Impact of reverberation levels on short-range acoustic communication in an underwater swarm sensor network (USSN) and application to transmitter power control

The progress of Underwater Swarm Sensor Networks (USSNs) has required the development of new approaches and understanding to short-range mobile acoustic underwater communication. This communication is essential in USSN to coordinate the manoeuvring of the closely operating vehicles as well as to transmit data within the swarm to gain benefits of operating as a team. Implementation of swarms of vehicles will greatly improve on the current ability of single vehicles to survey and explore the oceans.

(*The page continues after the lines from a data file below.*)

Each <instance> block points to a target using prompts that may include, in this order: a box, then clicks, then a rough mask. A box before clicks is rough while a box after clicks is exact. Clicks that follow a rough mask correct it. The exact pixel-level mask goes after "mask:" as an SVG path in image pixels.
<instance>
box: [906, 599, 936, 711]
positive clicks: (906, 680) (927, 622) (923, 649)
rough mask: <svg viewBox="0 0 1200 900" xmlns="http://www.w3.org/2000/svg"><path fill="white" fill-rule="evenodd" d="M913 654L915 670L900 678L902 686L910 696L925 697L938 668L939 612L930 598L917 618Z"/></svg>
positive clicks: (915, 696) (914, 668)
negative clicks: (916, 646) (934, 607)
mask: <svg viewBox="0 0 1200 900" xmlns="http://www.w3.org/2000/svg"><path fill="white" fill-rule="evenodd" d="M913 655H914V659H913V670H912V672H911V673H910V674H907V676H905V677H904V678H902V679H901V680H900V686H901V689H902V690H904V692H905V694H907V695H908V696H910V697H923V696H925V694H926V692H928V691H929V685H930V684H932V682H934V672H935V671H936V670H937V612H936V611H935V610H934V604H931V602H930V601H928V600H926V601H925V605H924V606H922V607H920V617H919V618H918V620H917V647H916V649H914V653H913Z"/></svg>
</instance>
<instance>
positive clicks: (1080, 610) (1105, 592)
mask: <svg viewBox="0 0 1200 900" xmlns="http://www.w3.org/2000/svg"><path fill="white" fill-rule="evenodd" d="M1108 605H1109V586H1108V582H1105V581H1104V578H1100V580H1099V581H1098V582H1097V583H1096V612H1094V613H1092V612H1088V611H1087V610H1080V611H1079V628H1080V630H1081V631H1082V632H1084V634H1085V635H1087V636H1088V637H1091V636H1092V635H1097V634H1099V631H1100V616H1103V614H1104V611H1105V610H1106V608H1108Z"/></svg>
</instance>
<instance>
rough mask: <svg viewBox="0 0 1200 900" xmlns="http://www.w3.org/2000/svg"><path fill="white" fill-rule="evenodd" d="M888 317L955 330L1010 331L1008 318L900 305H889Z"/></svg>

We propose that with the application of an underwater swarming network, which has many vehicles in a dense topology, there will be an impact on the reverberation channel geometry due to the vehicles themselves being `sound reflective´ objects and therefore on the overall reverberation levels that will be experienced in these networks. Thus a new type of reverberation, swarm scattering will be discussed. It is shown here that the relationship between range (propagation time) and packet length (transmission time) plays an important role in swarm scattering reverberation levels for an USSN. In addition this paper also investigates the impact that reverberation levels (in particular swarm and sea-surface scattering) will have on the SNIR (Signal to Noise + Interference Ratio) and the influence that transmitter power will have on this ratio for autonomous vehicles operating at short-range in a swarm like fashion. It is shown that knowing the relationship between transmitter power, reverberation levels and SNIR can be beneficial in a vehicle for predicting optimal transmitter power levels in a similar way to the feedback obtained in terrestrial networks. Optimising the energy levels used to send packets will be beneficial for both reducing energy consumption as well as increasing success of packets being delivered without error. OpNet Modeler has been used to model the operations of a MAC protocol specifically designed for an USSN and to analyse the impact of these reverberati- n levels on SNIR.